Search engines are not very good in analysing where the original content was and who has copied the content, so you shoul use tools in order to prevent duplicate content problems through grabbers, since you have copyright on your content.
Link Farms and Link Spamming
The most important factor in search engine optimization is, and most probably will always last on links that are pointing to a webpage. As a result of this development, many webmasters moved from on the page search engine optimization, and on the page search engine spam techniques, to Link Farms/Link Spamming, trying to improve the Link Popularity of websites.
Link Popularity can be explained as the number of links that are pointing to your website. Your website gains more reputation if 100 links point to it than 10, providing and basing this idea on the technique of citation in technical papers/reviews.

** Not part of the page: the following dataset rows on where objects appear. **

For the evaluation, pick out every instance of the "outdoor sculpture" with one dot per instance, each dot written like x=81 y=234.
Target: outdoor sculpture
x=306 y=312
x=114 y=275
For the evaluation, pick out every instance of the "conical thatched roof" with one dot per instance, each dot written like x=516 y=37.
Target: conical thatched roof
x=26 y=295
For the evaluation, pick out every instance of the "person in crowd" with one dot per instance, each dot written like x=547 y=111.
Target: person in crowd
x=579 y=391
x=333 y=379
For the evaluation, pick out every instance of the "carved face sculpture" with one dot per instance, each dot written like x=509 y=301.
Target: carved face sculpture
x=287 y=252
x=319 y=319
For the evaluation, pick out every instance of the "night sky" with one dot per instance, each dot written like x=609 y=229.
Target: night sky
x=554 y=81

As a result, webmasters started to create Link Farms and link networks in order to push their own websites.
Automated systems that offered link trading to their users, auto generating the pages for links, were highly popular, and they worked out for many webmasters, until search engines realized the problem and started to react.
Nowadays, search engines are no longer valuating/following links from guestbooks or link farms. If your website only has links from link farms and other spam webpages, this can bring yourself in “Bad Neighbourhood”, resulting in a ban from the search engines index.
It is simple for search engine spiders to analyse link farms through comparing the number of outgoing links, the number of incoming links (only very few link farms have incoming links, as do doorway pages) , and the amount of content on a webpage.
Summary Search Engine Spam
There are many different methods of search engine spam available, which can be used by any webmaster. Nevertheless, search engines can find and penalize spam methods, and improve their ability to do so constantly. If you are not willing to risk your ranking and listing in the search engines you should follow the search engines guidelines.